Amiruddin semakin meremehkannya. “Masa pintu terkunci diselesaikan dengan doa?” kata ayah dua anak ini menceritakan kembali kisah yang membuatnya terkesan itu. “Saya sudah gak sabar ingin nendang pintu itu.”

Tapi sungguh ajaib. Doa masih dibacakan, kedua tangan kiai masih diangkat, ketika tiba-tiba saja pintu kamar mandi yang tadi begitu susah dibongkar petugas hotel terbuka sendiri pelan-pelan. Semua mata yang menyaksikan kejadian itu terbelalak. Maka, ketika semua yang hadir di sana sama membaca “alhamdulillaaaaah,” Amiruddin justru berkali-kali mengucapkan “astaghfirullaaah.”

Polisi terbaik versi Polda Metro Jaya pada 2006 ini sadar bahwa dia baru saja bersikap sombong dengan kekuatan kakinya. Dia lupa kini ia berada di Tanah Suci. Di kota suci ini, getaran doa sang kiai bisa jadi jauh lebih dahsyat dibanding tendangan kaki polisi.
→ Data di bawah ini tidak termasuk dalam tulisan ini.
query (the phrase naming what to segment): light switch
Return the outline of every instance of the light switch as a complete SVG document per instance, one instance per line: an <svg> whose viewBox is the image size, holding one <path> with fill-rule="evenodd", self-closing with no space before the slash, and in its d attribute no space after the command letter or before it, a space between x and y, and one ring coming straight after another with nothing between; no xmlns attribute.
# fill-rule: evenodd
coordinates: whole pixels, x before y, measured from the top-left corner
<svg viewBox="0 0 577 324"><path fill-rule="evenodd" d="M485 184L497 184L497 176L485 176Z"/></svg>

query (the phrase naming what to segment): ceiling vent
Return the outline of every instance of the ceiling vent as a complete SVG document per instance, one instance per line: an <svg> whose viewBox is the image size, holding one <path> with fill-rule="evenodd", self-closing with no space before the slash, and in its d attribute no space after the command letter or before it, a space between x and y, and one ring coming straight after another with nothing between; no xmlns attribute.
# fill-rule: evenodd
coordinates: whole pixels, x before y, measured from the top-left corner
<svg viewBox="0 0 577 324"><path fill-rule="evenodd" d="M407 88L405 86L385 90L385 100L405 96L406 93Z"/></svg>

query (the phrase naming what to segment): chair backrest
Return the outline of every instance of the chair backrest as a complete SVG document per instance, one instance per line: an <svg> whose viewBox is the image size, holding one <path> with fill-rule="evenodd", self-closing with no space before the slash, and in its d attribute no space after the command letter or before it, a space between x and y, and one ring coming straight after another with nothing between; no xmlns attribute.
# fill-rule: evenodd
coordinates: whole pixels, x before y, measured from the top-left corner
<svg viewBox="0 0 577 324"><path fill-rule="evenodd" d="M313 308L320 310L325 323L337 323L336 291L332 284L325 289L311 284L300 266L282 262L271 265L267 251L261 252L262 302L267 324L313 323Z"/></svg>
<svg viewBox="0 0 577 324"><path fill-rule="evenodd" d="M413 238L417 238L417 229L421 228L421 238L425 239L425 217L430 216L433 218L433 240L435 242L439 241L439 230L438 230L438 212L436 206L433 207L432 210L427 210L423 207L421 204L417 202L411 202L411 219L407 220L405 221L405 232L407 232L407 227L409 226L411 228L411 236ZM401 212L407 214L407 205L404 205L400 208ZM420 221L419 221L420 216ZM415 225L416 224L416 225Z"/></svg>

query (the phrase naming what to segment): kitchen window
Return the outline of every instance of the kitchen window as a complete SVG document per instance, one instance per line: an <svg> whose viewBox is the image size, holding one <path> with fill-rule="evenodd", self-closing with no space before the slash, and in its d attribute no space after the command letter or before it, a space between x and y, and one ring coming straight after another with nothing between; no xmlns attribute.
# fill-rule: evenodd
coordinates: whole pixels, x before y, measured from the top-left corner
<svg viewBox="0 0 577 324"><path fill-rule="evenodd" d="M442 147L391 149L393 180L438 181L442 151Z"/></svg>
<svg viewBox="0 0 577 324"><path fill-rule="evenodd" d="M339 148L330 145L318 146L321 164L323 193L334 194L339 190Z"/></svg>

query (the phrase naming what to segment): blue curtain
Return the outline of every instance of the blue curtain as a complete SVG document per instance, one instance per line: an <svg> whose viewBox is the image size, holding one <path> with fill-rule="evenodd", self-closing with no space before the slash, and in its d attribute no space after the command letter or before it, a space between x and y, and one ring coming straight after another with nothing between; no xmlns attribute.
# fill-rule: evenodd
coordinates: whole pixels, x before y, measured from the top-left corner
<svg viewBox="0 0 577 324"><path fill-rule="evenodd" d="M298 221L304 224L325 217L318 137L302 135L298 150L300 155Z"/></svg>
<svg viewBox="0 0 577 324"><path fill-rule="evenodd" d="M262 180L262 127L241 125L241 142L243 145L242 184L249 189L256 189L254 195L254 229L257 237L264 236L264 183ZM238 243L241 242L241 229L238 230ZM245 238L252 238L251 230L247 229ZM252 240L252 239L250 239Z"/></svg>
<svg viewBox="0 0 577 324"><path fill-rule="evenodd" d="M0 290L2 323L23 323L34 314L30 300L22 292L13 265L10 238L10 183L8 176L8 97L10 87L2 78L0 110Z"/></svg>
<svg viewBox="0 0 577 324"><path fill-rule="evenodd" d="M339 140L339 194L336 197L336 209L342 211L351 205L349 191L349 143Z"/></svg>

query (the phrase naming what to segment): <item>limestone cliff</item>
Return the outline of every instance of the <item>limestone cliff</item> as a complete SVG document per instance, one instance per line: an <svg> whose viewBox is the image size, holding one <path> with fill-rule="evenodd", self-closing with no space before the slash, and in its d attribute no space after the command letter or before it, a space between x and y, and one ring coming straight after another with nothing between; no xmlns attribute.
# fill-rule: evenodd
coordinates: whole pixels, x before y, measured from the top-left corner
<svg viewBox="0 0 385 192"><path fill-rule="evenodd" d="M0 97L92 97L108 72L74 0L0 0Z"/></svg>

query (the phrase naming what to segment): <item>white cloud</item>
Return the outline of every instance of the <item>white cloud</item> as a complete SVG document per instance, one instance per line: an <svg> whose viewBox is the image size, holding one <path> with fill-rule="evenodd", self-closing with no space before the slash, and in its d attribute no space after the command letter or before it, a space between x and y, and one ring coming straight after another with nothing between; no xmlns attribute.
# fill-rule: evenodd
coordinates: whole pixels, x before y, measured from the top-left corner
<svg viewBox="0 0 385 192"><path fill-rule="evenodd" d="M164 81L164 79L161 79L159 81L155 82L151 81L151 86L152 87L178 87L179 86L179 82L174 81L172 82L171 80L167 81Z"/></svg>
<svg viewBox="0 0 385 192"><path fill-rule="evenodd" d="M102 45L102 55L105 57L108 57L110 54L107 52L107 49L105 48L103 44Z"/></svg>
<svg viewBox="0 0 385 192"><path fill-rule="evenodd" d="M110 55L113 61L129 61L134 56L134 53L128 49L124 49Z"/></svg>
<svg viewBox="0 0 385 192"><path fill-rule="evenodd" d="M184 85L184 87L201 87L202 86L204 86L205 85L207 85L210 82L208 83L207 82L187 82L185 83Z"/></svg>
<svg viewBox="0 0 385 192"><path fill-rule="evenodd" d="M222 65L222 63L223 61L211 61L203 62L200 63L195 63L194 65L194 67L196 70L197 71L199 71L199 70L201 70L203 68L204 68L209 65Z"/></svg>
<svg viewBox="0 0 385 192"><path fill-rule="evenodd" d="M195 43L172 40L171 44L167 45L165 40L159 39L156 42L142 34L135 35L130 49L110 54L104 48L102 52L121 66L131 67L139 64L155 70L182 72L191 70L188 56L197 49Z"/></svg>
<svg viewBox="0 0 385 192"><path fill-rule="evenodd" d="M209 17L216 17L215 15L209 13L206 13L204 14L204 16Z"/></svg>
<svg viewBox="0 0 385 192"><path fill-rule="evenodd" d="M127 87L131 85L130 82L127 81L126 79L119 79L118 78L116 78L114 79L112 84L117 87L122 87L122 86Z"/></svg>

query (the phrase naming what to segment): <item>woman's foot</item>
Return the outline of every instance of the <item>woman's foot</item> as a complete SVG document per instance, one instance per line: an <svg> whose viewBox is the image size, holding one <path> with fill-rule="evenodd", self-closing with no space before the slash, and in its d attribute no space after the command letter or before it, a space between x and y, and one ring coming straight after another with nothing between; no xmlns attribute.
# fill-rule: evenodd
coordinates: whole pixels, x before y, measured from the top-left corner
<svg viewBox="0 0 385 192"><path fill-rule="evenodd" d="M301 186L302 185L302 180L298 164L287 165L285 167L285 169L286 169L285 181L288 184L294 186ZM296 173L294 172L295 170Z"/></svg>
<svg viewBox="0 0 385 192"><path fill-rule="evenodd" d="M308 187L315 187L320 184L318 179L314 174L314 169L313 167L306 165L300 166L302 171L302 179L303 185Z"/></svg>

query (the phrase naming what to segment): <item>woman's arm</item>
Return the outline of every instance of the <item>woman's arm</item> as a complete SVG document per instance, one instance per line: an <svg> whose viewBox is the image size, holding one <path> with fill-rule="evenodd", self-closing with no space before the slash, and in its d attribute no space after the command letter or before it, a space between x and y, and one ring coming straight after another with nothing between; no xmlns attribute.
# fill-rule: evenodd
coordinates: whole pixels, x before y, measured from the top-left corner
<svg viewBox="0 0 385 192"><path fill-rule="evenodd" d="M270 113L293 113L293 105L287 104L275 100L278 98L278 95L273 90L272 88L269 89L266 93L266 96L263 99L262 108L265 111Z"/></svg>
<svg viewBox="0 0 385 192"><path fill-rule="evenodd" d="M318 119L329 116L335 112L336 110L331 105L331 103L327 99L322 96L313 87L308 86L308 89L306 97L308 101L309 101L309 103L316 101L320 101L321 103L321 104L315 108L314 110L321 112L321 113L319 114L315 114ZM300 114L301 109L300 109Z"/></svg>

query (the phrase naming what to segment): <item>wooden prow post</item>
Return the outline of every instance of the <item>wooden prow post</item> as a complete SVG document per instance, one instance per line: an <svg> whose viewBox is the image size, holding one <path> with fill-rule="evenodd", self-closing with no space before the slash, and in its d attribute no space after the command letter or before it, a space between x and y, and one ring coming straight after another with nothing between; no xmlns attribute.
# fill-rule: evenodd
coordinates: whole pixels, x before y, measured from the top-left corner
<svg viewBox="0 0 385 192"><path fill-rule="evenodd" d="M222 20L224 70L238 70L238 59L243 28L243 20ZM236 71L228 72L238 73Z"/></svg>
Saat pintu dibuka lebar-lebar, si nenek ditemukan terduduk lemas. Sambil terus beristighfar, Amiruddin membopong nenek-nenek itu ke tempat tidurnya. “Kalau teringat kejadian tadi siang, saya bergidik. Saya sadar tadi siang saya sudah sombong, padahal ini kan Tanah Suci,” jelas Amiruddin ketika menceritakan kisah itu kepada rekan-rekannya sesama petugas.

Kata “Tanah Suci” yang diungkapkan Amiruddin berkali-kali itu saya garis bawahi. Di Tanah Suci ini, adalah hak prerogatif Allah untuk menjawab doa-doa. Entah itu dibacakan di Raudhah, di ujung Masjid Nabawi, di kaki Gunung Uhud, atau di depan kamar mandi. (hal. 2-6)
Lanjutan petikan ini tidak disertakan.